Updating taxonomy in the genomics era: A case study of the Epsilonproteobacteria Event as iCalendar

(Science Event Tags, Biodiversity and Biosecurity, Biological Sciences, Seminars)

20 April 2017

1 - 2pm

Venue: Mac 1, Biology Building

Location: 5 Symonds Street, City Campus

Host: School of Biological Sciences

Cost: Free - all welcome

Contact info: Associate Professor Mike Taylor

Contact email: mw.taylor@auckland.ac.nz

Dr David Waite
Dr David Waite

Updating taxonomy in the genomics era: A case study of the Epsilonproteobacteria

Dr David Waite, Australian Centre for Ecogenomics, University of Queensland

Bacteria constitute the most diverse domain of life but, as unicellular organisms, lack sufficient morphological markers to distinguish their staggering diversity.
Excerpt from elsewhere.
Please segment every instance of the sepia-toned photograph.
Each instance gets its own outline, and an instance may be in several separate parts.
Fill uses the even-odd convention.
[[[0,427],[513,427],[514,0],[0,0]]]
In the absence of such markers, ribosomal subunits have been the backbone of bacterial systematics for the past 30 years. Relying on a single taxonomic marker has historically been a necessity, although its limitation has long been acknowledged. In order to improve upon this system, the Genome Taxonomy Database (GTDB; http://gtdb.ecogenomic.org/) aims to utilise data from over 78,000 bacterial and archaeal genomes to comprehensively revise and improve understanding of prokaryotic evolution.

As a specific case study of the power of – and need for – such an initiative, Dr David Waite will present recent work investigating and resolving the convoluted evolutionary history of the bacterial class Epsilonproteobacteria, a lineage which is both medically important and ecologically fascinating.